Focus on Fundamentals
Discussing dry eye sensations and solutions to reduce the condition’s negative effects on a person’s vision and well-being doesn’t have to take place only in the exam room.
Dry eye sundry items are a great conversation starter in the optical. Offering these easy and salable solutions, accompanied with the expertise to explain their benefits, gives opticians and support staff the opportunity to get involved in the client’s eye care and can help to make eyeglasses more effective.
Dry Eye Sundries in the Optical
➤ Hot Compress Eye Masks: These masks are relaxing, easy to use, and effective for treating dry eye symptoms. They are often the first recommendation for individuals suffering from eye discomfort. They work by stimulating oil glands to liquefy the natural oils produced by the meibomian glands located along the eyelid margins. These oils are crucial for stabilizing the tear film and preventing the rapid evaporation of tears. Several different styles of hot compress masks exist:
- Microwaveable styles are filled with beads or flaxseeds, heat up easily in the microwave, and hold heat for a good treatment duration.
- Single-use, self-heating eye mask styles are packaged individually. They are quite foolproof as there is no risk of overheating them in the microwave. They offer convenience as they are light, compact, portable, and sterile.

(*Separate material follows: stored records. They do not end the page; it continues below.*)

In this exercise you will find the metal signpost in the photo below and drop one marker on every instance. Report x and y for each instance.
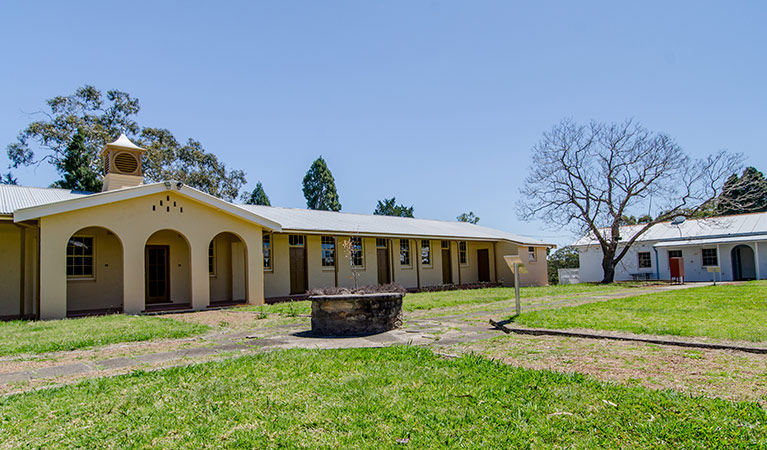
(516, 266)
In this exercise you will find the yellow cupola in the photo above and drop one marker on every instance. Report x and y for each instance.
(122, 164)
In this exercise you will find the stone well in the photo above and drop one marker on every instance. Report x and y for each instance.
(356, 314)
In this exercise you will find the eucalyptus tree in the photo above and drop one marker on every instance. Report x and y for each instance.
(591, 177)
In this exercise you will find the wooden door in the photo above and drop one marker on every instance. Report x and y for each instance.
(447, 267)
(483, 265)
(383, 266)
(157, 273)
(297, 270)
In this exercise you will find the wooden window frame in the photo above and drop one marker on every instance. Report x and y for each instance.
(92, 276)
(404, 251)
(331, 240)
(703, 257)
(267, 244)
(361, 250)
(428, 252)
(212, 258)
(532, 254)
(639, 260)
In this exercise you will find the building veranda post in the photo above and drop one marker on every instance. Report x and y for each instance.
(139, 247)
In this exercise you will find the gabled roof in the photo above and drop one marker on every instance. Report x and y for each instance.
(18, 197)
(24, 203)
(311, 221)
(87, 201)
(711, 228)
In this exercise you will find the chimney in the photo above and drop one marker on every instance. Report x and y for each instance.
(122, 164)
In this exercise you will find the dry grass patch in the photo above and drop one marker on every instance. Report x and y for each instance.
(713, 373)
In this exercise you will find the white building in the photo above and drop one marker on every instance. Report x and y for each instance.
(737, 245)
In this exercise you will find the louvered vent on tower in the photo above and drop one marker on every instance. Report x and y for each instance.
(126, 163)
(122, 164)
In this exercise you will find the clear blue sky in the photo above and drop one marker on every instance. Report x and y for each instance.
(436, 103)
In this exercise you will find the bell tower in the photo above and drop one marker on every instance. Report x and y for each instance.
(122, 164)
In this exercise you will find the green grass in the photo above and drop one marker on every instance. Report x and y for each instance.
(369, 398)
(20, 336)
(736, 312)
(445, 299)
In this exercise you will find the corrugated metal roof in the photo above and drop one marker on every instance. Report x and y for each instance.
(17, 197)
(327, 221)
(712, 240)
(724, 226)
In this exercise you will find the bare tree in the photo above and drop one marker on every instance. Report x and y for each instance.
(592, 176)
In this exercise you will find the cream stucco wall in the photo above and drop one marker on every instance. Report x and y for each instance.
(133, 221)
(104, 290)
(180, 263)
(11, 274)
(229, 267)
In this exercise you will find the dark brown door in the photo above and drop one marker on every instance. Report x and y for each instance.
(297, 270)
(383, 266)
(483, 265)
(447, 267)
(157, 273)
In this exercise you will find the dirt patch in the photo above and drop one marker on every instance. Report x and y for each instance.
(714, 373)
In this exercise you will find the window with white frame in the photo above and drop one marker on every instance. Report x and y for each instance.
(644, 260)
(357, 252)
(212, 258)
(710, 257)
(266, 245)
(328, 251)
(80, 257)
(404, 252)
(425, 252)
(463, 254)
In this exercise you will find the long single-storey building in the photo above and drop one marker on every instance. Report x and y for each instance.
(732, 248)
(139, 247)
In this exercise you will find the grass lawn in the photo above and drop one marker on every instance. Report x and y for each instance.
(369, 398)
(444, 299)
(71, 334)
(737, 312)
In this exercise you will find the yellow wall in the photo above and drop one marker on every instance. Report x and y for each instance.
(229, 268)
(10, 275)
(133, 222)
(537, 274)
(180, 264)
(105, 289)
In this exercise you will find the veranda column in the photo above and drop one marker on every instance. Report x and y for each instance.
(53, 272)
(134, 296)
(200, 273)
(255, 268)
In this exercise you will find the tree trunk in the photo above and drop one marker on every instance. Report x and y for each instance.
(608, 268)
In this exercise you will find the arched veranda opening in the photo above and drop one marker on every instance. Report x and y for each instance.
(94, 272)
(743, 263)
(167, 271)
(227, 267)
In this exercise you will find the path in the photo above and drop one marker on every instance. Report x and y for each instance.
(436, 328)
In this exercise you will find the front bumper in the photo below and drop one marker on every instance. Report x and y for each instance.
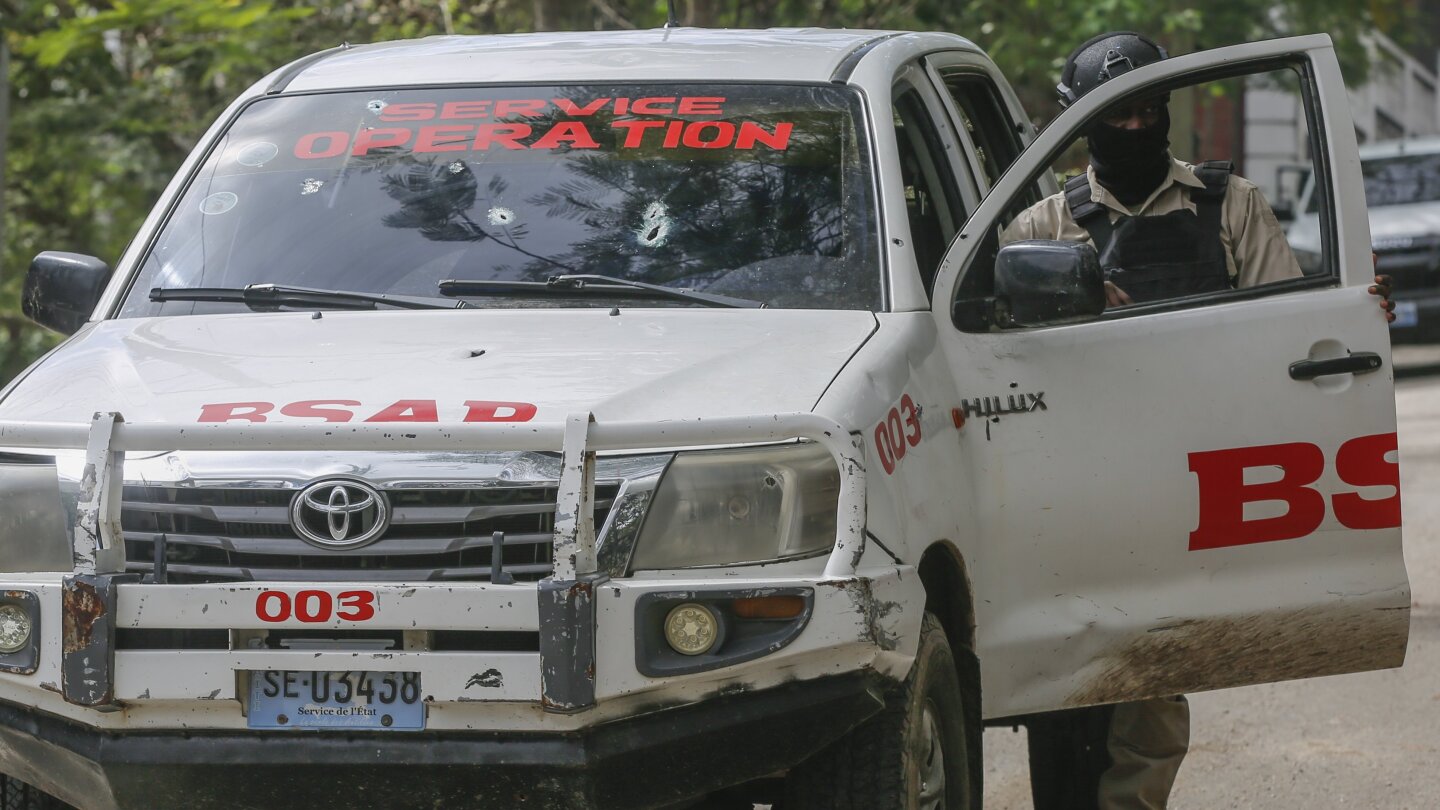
(650, 760)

- Multiuse, self-heating masks by TearRestore offer the unique option to see while wearing. Eye holes allow the wearer to engage in other tasks during the treatment time. This option is ideal for busy individuals, those who do not have a microwave, and wearers who value the reduced environmental impact of multiuse products.
- Electric styles have multiple temperature options and automatic timers so the wearer can choose different treatment lengths.
➤ Lid- and Lash-Cleansing Products: Cosmetics, pollen, and dirty eyelid margins can lead to blocked oil glands and cause dry eye symptoms. Correctly cleansing eyes and removing makeup with products specifically designed and formulated with ingredients with eye health in mind can ease dry eye sensations.
- Liquid and foaming cleansers are easy to use for patients of any age and can be integrated into a daily hygiene regimen. They can be applied with fingers or used with brushes.
- Single-use wipes are individually wrapped and premoistened with the product. They are convenient and travel-friendly and the application material is soft, sterile, and lint-free.
➤ Vitamins: Vitamins and supplements tailored specifically to reduce dry eye symptoms are available in pill and gummy form, with a focus on key ingredients such as vitamins A, B12, and D, and omega-3 fatty acids to promote healthy eyes and aid in reducing dry eye symptoms.
➤ Artificial Tears and Eye Drops: Most artificial tears and eye drops are available without a prescription. They can offer instant relief, if only temporarily, from the sensations of dry eye symptoms. Selecting brands and types available specifically in eye clinics offers greater control on quality and ingredients and can result in more effective dry eye relief.
Misconceptions about dry eye symptoms and how they affect a person’s vision can create misinformation and lead to obstacles in relief offered by simple take-home treatments.
Misconception: Dry eye doesn’t affect my vision.
Reality: If a patient’s prescription, eyeglasses, or contact lenses are not performing in providing clear vision, dry eye could be affecting the overall clarity. Dry eye symptoms can lead to intermittent blurred or fluctuating vision, glare, or halos around lights at night.
Misconception: Only older people get dry eye.
Reality: While aging can increase the risk, dry eye can affect anyone, regardless of age. Certain medications, environmental conditions, and underlying health issues can also contribute to dry eye in people of all ages.
Misconception: If your eyes water, you can’t have dry eye.
Reality: The patient may think dry eye means no tears, but dry eyes can cause excessive tearing as a response to irritation. The eyes might water as a reflex to the dryness and discomfort.
Misconception: Dry eye is just about not producing enough tears.
Reality: Poor tear quality or an imbalance in the composition of tears, insufficient oil in the tears, or faster evaporation of tears can cause dry eye.
Misconception: Using eye drops only when you experience discomfort is sufficient.
Reality: Using eye drops or artificial tears as needed might provide temporary relief, but managing dry eye often requires a consistent regimen as directed by an optometrist or ophthalmologist, even when symptoms aren’t present.
Misconception: Dry eye is not a serious condition.
Reality: While it might not seem severe compared with some eye conditions, untreated dry eye can cause discomfort, impact vision, and, in some cases, lead to complications like corneal damage or infections if left untreated.
Misconception: All eye redness means dry eye.
Reality: Redness can indicate various eye conditions or issues, including dry eye, but it’s not the sole indicator. Other symptoms and a comprehensive eye examination are necessary for an accurate diagnosis and treatment recommendation.